Will solely raising the temp kill the ich? 

I think my Otocinclus are immune to ich, is it possible? Or do they have a thicker skin that ich parasites will not be able to stick at their skin?

Is it true that if the ich find no host, they will all die them self? How long it will take time?

I also planning on re-scaping the whole tank, should I wash the sand/gravel and filter media etc including the tank with boiling water before begin re-scaping? How to clean my plants from ich too?

Thank you very much.


----------



## darkoon (Jun 7, 2010)

crank up the temp to 92 or 94 for a week or get a UV sterilizer.


----------



## Riverboa (Jun 26, 2007)

I recently had an ich outbreak that infected my residence Cardinal tetras after introducing some Rummynoses (funny, how it is almost the exact opposite of your issue).

Once I noticed the ich, I treated the tank with Rid-Ich using less than half the recommended dossage every other day - stopped the CO2 and Light altogether and increase the temperature by 2 degree from 78 to around 88 over the next two weeks. I lost some tetras (didn't lose any ottos or Amano shrimps) in the process but I think I have stopped the outbreak, the ~80% remaining fish seems to be fine now. 
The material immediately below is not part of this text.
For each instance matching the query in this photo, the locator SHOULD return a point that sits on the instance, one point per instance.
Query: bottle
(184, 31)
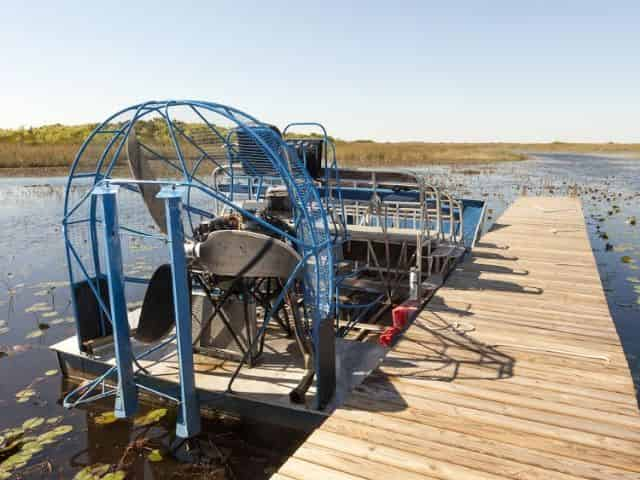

Ich sucks, good luck with your tank, I hope those fish pull through.


----------



## jasonak (Oct 26, 2010)

UV lights do help they kill the free swiming form of ich and turing up the heat helps to speed up the life cycle of ich.I use Kodons ich attack,its supose to be all natural.


----------



## justjulie (Aug 16, 2010)

Ugh--Ich. My nemesis. I've only had planted tanks for about four months and already I've had several outbreaks. Here's what I learned:

We had a UV Filter running in one tank that had a major outbreak. I assume that it just couldn't keep up--it was a 9V in a 30 gal. tank and I think it just couldn't "filter" the water fast enough. So while in theory it should/does kill ich in the water, it can't be relied on to fix an existing outbreak.

Ich has a ~3 day life cycle and if there's no fish host it will die. There's no need to boil/clean your tank, substrate, and plants as long as you've taken all the fish out of your tank and left it alone for three days (five to seven to be sure).

I moved my fish to a hospital tank (bare bottom), treated them with Coppersafe, and returned them to the planted tank a week later (just to be safe--probably could have returned in 4 or 5 days).

It may be cheaper to just replace fish than to treat with multiple medications--after the Coppersafe I had to use two kinds of antibiotics for secondary infections. If you euthanize your fish there's a good article on humane ways to do it here: http://www.aquaden.com/phpBB2/articles2.php?type=euthanasia

I don't know if solely raising the temp will kill all the ich. I kind of doubt it, but if your other option is to euthanize your fish then you might as well try it and see if they make it through. Either way, leaving your tank fish-free for ~3 days will kill off all the ich and you can reintroduce fish--the new ones may be carrying their own strain of ich, but your tank won't be the culprit.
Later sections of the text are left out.